The process consisted of two essential phases.
1. Demographic profile of respondents
First, we needed to develop a basic understanding of who were the research targets and what they thought of private schools versus public schools. There are a lot of reasons to do a demographic review of your data.
For our purposes, we focused on whether or not the profile of those with whom we spoke was reflective of the parents associated with the school. Our data source was largely comprised of high-income locals, evenly split between men and women, most of whom had BA or higher education and roughly 1.3 kids in the home at an average age of 10.1 years. And as it turns out, this was a solid foundation for obtaining accurate, objective results.
2. Evaluation of current school compared to private school
Second, we needed to understand what they thought about paying for private education.
Were they satisfied with the education their kids were receiving currently? If not, why?
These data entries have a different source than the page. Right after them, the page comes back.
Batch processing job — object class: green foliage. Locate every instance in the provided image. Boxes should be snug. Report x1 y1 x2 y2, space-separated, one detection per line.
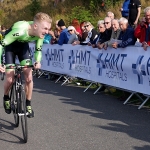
69 6 93 22
30 0 41 16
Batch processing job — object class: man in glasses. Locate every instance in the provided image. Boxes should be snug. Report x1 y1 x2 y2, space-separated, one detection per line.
134 7 150 50
112 17 136 48
80 21 98 45
91 20 106 48
57 19 70 45
104 19 121 50
97 17 112 49
107 11 115 19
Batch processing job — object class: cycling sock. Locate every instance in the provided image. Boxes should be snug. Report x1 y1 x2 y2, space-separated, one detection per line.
4 95 9 101
26 99 31 106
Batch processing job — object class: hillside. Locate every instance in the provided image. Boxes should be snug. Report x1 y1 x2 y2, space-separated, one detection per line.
0 0 150 27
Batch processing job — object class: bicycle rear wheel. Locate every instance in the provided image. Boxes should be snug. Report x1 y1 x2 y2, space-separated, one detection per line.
10 84 19 127
19 86 28 143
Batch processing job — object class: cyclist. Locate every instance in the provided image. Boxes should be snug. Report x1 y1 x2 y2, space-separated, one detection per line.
0 12 52 118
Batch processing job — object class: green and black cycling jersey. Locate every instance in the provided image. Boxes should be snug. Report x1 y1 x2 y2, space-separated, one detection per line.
0 21 43 62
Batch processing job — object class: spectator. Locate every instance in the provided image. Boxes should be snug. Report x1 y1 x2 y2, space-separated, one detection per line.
134 7 150 50
68 26 79 44
51 20 61 44
97 17 112 49
120 0 130 19
128 0 141 27
73 22 98 45
84 21 98 44
106 11 114 19
112 17 136 48
43 29 52 44
104 19 121 50
100 0 105 11
57 19 70 45
91 20 106 48
72 19 81 35
80 21 88 43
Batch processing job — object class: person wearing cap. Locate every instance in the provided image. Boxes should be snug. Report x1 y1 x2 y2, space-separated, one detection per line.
57 19 70 45
68 26 79 44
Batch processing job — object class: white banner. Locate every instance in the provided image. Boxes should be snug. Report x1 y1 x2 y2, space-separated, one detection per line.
30 43 150 95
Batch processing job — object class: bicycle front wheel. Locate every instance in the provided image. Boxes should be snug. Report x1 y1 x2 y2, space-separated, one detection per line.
20 87 28 143
10 84 19 127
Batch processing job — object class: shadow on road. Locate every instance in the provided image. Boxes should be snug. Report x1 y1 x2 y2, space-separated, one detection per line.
34 79 150 150
0 119 24 144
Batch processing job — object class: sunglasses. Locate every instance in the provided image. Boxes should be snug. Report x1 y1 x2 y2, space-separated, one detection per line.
104 22 110 24
84 25 89 28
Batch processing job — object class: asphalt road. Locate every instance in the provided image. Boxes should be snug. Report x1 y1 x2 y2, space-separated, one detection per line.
0 78 150 150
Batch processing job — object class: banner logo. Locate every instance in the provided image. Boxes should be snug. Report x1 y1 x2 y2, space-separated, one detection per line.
45 49 64 69
132 56 146 84
68 50 91 74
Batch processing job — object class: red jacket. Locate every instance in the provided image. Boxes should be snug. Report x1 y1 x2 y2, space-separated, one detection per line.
134 24 150 46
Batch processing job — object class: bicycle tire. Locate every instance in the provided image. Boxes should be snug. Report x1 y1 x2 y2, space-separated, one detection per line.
19 86 28 143
10 84 19 127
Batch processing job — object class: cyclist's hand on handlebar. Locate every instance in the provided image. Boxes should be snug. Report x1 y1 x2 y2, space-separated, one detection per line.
34 62 41 69
0 64 5 72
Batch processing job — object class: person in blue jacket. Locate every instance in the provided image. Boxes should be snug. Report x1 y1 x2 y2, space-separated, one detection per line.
57 19 71 45
120 0 130 19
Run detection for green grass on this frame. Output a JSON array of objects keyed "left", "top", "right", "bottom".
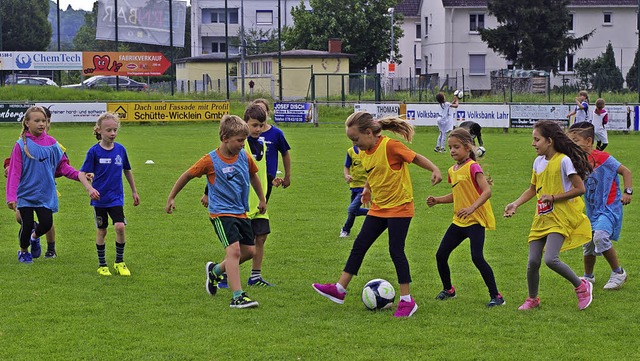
[{"left": 0, "top": 120, "right": 640, "bottom": 360}]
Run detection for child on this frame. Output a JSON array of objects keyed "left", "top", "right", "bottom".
[
  {"left": 583, "top": 98, "right": 609, "bottom": 151},
  {"left": 569, "top": 123, "right": 633, "bottom": 290},
  {"left": 80, "top": 112, "right": 140, "bottom": 276},
  {"left": 6, "top": 106, "right": 78, "bottom": 263},
  {"left": 165, "top": 115, "right": 267, "bottom": 308},
  {"left": 433, "top": 93, "right": 458, "bottom": 152},
  {"left": 253, "top": 99, "right": 291, "bottom": 198},
  {"left": 427, "top": 128, "right": 505, "bottom": 307},
  {"left": 567, "top": 90, "right": 589, "bottom": 123},
  {"left": 313, "top": 112, "right": 442, "bottom": 317},
  {"left": 504, "top": 120, "right": 593, "bottom": 310},
  {"left": 340, "top": 146, "right": 369, "bottom": 238}
]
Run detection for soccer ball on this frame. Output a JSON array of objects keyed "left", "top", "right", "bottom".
[{"left": 362, "top": 278, "right": 396, "bottom": 310}]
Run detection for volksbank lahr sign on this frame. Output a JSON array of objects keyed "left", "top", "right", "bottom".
[{"left": 0, "top": 51, "right": 82, "bottom": 70}]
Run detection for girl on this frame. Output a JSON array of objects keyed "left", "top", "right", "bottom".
[
  {"left": 80, "top": 112, "right": 140, "bottom": 276},
  {"left": 313, "top": 112, "right": 442, "bottom": 317},
  {"left": 7, "top": 106, "right": 78, "bottom": 263},
  {"left": 427, "top": 128, "right": 505, "bottom": 307},
  {"left": 433, "top": 93, "right": 458, "bottom": 152},
  {"left": 504, "top": 120, "right": 592, "bottom": 310},
  {"left": 567, "top": 90, "right": 589, "bottom": 123},
  {"left": 569, "top": 123, "right": 633, "bottom": 290}
]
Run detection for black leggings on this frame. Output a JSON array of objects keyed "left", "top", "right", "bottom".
[
  {"left": 344, "top": 216, "right": 411, "bottom": 284},
  {"left": 436, "top": 224, "right": 498, "bottom": 297},
  {"left": 18, "top": 207, "right": 53, "bottom": 249}
]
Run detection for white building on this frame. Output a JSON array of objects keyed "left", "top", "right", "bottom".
[
  {"left": 191, "top": 0, "right": 309, "bottom": 56},
  {"left": 412, "top": 0, "right": 638, "bottom": 90}
]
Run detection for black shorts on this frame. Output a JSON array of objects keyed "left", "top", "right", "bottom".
[
  {"left": 251, "top": 218, "right": 271, "bottom": 236},
  {"left": 209, "top": 216, "right": 255, "bottom": 248},
  {"left": 93, "top": 206, "right": 127, "bottom": 229}
]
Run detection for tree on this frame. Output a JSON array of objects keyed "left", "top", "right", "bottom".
[
  {"left": 0, "top": 0, "right": 53, "bottom": 51},
  {"left": 282, "top": 0, "right": 403, "bottom": 73},
  {"left": 480, "top": 0, "right": 595, "bottom": 73},
  {"left": 574, "top": 43, "right": 624, "bottom": 97}
]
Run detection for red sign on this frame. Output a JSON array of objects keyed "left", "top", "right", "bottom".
[{"left": 82, "top": 52, "right": 171, "bottom": 76}]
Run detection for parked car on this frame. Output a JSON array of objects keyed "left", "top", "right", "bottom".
[
  {"left": 62, "top": 75, "right": 149, "bottom": 91},
  {"left": 5, "top": 76, "right": 58, "bottom": 86}
]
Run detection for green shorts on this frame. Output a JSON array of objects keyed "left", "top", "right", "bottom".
[{"left": 209, "top": 216, "right": 255, "bottom": 248}]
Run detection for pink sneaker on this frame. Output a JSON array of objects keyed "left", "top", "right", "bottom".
[
  {"left": 312, "top": 283, "right": 347, "bottom": 304},
  {"left": 575, "top": 280, "right": 593, "bottom": 310},
  {"left": 393, "top": 297, "right": 418, "bottom": 317},
  {"left": 518, "top": 297, "right": 540, "bottom": 311}
]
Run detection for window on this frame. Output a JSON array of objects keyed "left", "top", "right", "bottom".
[
  {"left": 424, "top": 16, "right": 429, "bottom": 38},
  {"left": 469, "top": 54, "right": 486, "bottom": 75},
  {"left": 256, "top": 10, "right": 273, "bottom": 25},
  {"left": 262, "top": 60, "right": 272, "bottom": 74},
  {"left": 469, "top": 14, "right": 484, "bottom": 32},
  {"left": 211, "top": 9, "right": 238, "bottom": 24}
]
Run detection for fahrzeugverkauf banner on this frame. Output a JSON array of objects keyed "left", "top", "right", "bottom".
[{"left": 407, "top": 104, "right": 509, "bottom": 128}]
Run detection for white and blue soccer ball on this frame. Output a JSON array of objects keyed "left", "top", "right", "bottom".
[{"left": 362, "top": 278, "right": 396, "bottom": 310}]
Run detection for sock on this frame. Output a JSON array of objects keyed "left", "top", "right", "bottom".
[
  {"left": 249, "top": 269, "right": 262, "bottom": 281},
  {"left": 116, "top": 242, "right": 125, "bottom": 263},
  {"left": 96, "top": 244, "right": 107, "bottom": 267}
]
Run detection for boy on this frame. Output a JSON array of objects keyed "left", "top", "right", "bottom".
[{"left": 165, "top": 115, "right": 267, "bottom": 308}]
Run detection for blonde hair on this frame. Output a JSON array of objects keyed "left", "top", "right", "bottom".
[
  {"left": 219, "top": 114, "right": 249, "bottom": 140},
  {"left": 93, "top": 112, "right": 120, "bottom": 140},
  {"left": 20, "top": 105, "right": 48, "bottom": 159},
  {"left": 345, "top": 112, "right": 415, "bottom": 142}
]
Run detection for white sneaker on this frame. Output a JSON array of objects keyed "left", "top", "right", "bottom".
[{"left": 604, "top": 270, "right": 627, "bottom": 290}]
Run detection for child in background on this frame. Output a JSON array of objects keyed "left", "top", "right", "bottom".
[
  {"left": 252, "top": 99, "right": 291, "bottom": 198},
  {"left": 340, "top": 146, "right": 369, "bottom": 238},
  {"left": 504, "top": 120, "right": 593, "bottom": 310},
  {"left": 80, "top": 112, "right": 140, "bottom": 276},
  {"left": 6, "top": 106, "right": 78, "bottom": 263},
  {"left": 569, "top": 123, "right": 633, "bottom": 290},
  {"left": 567, "top": 90, "right": 589, "bottom": 123},
  {"left": 427, "top": 128, "right": 505, "bottom": 307},
  {"left": 591, "top": 98, "right": 609, "bottom": 151},
  {"left": 433, "top": 93, "right": 458, "bottom": 152},
  {"left": 165, "top": 115, "right": 267, "bottom": 308},
  {"left": 313, "top": 112, "right": 442, "bottom": 317}
]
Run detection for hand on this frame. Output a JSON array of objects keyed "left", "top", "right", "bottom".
[
  {"left": 503, "top": 203, "right": 518, "bottom": 218},
  {"left": 427, "top": 196, "right": 438, "bottom": 207}
]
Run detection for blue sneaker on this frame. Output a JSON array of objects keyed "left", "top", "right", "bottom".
[
  {"left": 218, "top": 273, "right": 229, "bottom": 288},
  {"left": 18, "top": 251, "right": 33, "bottom": 263}
]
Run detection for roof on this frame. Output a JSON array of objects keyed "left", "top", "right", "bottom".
[
  {"left": 394, "top": 0, "right": 420, "bottom": 16},
  {"left": 442, "top": 0, "right": 638, "bottom": 8}
]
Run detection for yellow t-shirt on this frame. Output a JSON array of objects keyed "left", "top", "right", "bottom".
[
  {"left": 529, "top": 153, "right": 591, "bottom": 251},
  {"left": 448, "top": 159, "right": 496, "bottom": 230}
]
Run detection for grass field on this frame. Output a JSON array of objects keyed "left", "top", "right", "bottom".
[{"left": 0, "top": 123, "right": 640, "bottom": 360}]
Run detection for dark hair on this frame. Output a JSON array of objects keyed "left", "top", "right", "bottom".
[
  {"left": 244, "top": 104, "right": 267, "bottom": 123},
  {"left": 345, "top": 112, "right": 415, "bottom": 142},
  {"left": 449, "top": 127, "right": 476, "bottom": 161},
  {"left": 533, "top": 120, "right": 593, "bottom": 179}
]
And, because most of these folks currently had their children in public school, would they pay more (or be willing to pay private tuition in the first place), if a private school could solve their issues?
With this established, we explored what they expected in a private school in general. Then we asked them to rate the the particular school were working for against the standards they had just determined. The research was able to identify clear competitive advantages and to develop content and positions that inform future marketing editorial schedules.
Key research findings. What did we learn?
- Parents don’t really care about the logistics of getting their children to school. It was an area of dissatisfaction, but not something they’d pay more for, if changing schools could eliminate it as an issue.
- They care primarily about an education with a hard edge. Challenging curriculum and a well-rounded education (along with safety) carried the show.
- The well-rounded positioning was about study skills and life skills in general – Something the school was in a great position to deliver.